Tad stared, but Emily stared back with such conviction. Such trust. Tad had no choice but to smile and say:
“Well, I do know a thing or two about chasing away monsters.”
“And fighting, right?” Emily said, “On TV, they almost always have to fight monsters. Laurel and Harper watch these cartoons they call anime because they’re from Japan. Just like my mommy, you know? They told me mommy is from Japan. I’ve sometimes watched anime over their shoulders, but when they notice me they say I have to wait ‘till I’m older. They have let me watch anime like Totoro, though, and there the monsters are usually nice. But the not-nice monsters in the other shows need to be fought.”

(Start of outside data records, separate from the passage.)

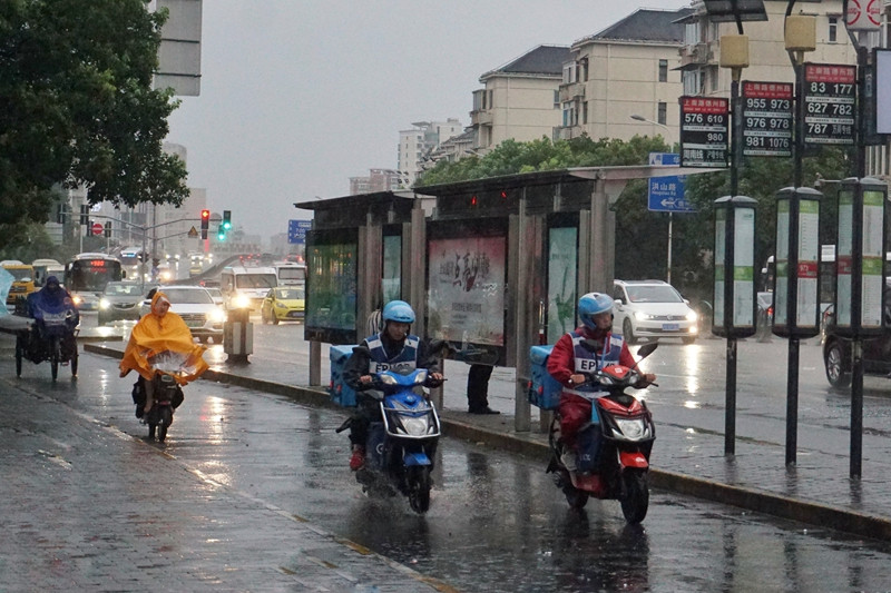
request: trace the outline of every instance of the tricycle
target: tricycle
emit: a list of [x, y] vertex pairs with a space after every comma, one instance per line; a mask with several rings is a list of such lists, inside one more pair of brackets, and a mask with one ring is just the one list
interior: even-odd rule
[[16, 335], [16, 376], [21, 376], [21, 362], [35, 364], [49, 360], [52, 380], [59, 376], [59, 365], [70, 366], [77, 376], [77, 325], [79, 316], [72, 307], [55, 312], [36, 307], [28, 327]]

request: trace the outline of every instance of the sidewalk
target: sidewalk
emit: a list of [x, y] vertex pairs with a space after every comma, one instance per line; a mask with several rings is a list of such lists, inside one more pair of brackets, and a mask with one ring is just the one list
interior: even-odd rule
[[[84, 348], [119, 358], [124, 345], [88, 343]], [[293, 385], [292, 367], [264, 362], [257, 353], [249, 359], [247, 365], [217, 360], [204, 378], [285, 395], [306, 405], [337, 407], [324, 388]], [[323, 368], [323, 380], [326, 377]], [[466, 407], [466, 399], [446, 397], [440, 414], [446, 435], [531, 456], [540, 459], [542, 466], [547, 463], [547, 435], [536, 431], [535, 414], [532, 432], [518, 433], [509, 413], [512, 411], [502, 408], [500, 415], [472, 415], [464, 412]], [[737, 418], [744, 415], [746, 411], [737, 411]], [[761, 422], [754, 413], [745, 419]], [[800, 436], [797, 464], [789, 470], [776, 435], [737, 437], [735, 456], [728, 458], [724, 455], [724, 435], [718, 432], [692, 432], [685, 426], [657, 422], [656, 434], [650, 472], [654, 487], [862, 537], [891, 540], [891, 488], [882, 477], [891, 470], [891, 439], [884, 435], [864, 435], [863, 467], [870, 467], [870, 473], [866, 476], [864, 471], [863, 478], [852, 481], [846, 456], [850, 434], [831, 426], [821, 434], [807, 435], [806, 439]], [[872, 438], [869, 445], [868, 436]], [[826, 443], [838, 446], [826, 447]], [[825, 453], [823, 448], [840, 454]]]

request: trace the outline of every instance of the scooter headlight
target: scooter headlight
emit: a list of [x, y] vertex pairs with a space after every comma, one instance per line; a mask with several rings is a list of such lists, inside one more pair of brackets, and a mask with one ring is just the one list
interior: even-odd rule
[[383, 383], [384, 385], [396, 384], [396, 378], [392, 375], [379, 375], [379, 378], [381, 379], [381, 383]]
[[616, 418], [616, 426], [628, 441], [640, 441], [646, 438], [649, 433], [643, 418]]
[[427, 435], [427, 419], [425, 418], [404, 418], [402, 427], [409, 436], [424, 436]]

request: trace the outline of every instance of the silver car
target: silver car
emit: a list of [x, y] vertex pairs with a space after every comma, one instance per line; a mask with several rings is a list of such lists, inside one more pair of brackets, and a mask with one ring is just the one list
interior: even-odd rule
[[613, 330], [628, 344], [638, 338], [677, 337], [696, 342], [698, 315], [681, 293], [662, 280], [615, 280]]

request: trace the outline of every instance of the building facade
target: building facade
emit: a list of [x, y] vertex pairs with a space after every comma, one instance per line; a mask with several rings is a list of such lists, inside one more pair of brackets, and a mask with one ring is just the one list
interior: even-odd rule
[[662, 135], [677, 141], [684, 26], [676, 21], [691, 12], [640, 9], [574, 42], [562, 68], [554, 139]]
[[398, 170], [401, 187], [411, 187], [418, 176], [430, 166], [440, 147], [463, 132], [457, 118], [446, 121], [417, 121], [410, 130], [399, 132]]
[[509, 138], [550, 138], [560, 122], [558, 91], [569, 59], [568, 47], [539, 46], [483, 73], [470, 112], [474, 149], [486, 152]]

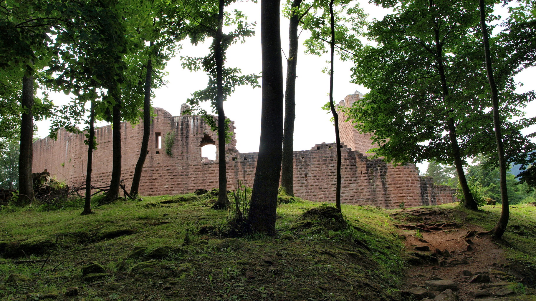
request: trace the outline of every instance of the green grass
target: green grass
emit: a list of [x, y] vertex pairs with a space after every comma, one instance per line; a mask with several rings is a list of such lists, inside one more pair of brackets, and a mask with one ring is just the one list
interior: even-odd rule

Emily didn’t seem so scared anymore. In fact, she was lost in her explanations and the prospect of having Tad fight monsters.
“Okay, fine,” Tad sighed, “I can fight the monsters. And you need to watch some other kinds of cartoons.”
The crashing at the door had stopped. The monster had given up for now. It had probably lost interest when Emily had stopped being so scared anymore. But it would be back. A moment’s distraction wasn’t enough to cure the trauma Emily had suffered through. Nor the manifestations of it. Because what else could the monsters be other than a mix of trauma and the imagination of a scared little girl?
Tad knew that despite Emily’s hope, he couldn’t vanquish them for good. But perhaps he could make Emily more confident. It seemed to be working already. Emily looked at him critically.
“You need a weapon, right? What kind of weapon do you like? Maybe we can find you one.”
Tad laughed again. If the situation hadn’t been so dire, it would have been fun.
“Okay, I will play along. Do you know what a scythe looks like? If not, I can work with a sword. Or a knife… or any weapon. I prefer bladed ones, though.”
Emily had seen Harper Simmons and Laurel Grisby watch something that had taught her what a scythe looked like. So once Tad opened a door in order to face the darkness of Emily’s nightmares, he was armed with something that almost made him feel like himself. And maybe it was a way – albeit an unorthodox one – to help Emily see what he really was as well. Before it was too late.
Emily took his hand, and together they stepped into the dark.
Author’s Note: So… this whole fighting the monsters -thing is either a symbolic way of helping a person coping with their trauma – which is largely what this story is about, OR an excuse for me to write a fight scene AND have Tad wield a scythe… it can probably be all of them. 😀
Also maybe if I keep bringing back elements and characters from past chapters (Connor, the mention of spirits and Tad being able to possess people and enter their minds etc.), this all will seem thoroughly planned! To be fair, this chapter does consist almost solely of events I have planned ages ago so yay?
I hope you guys enjoyed this! Have a great time!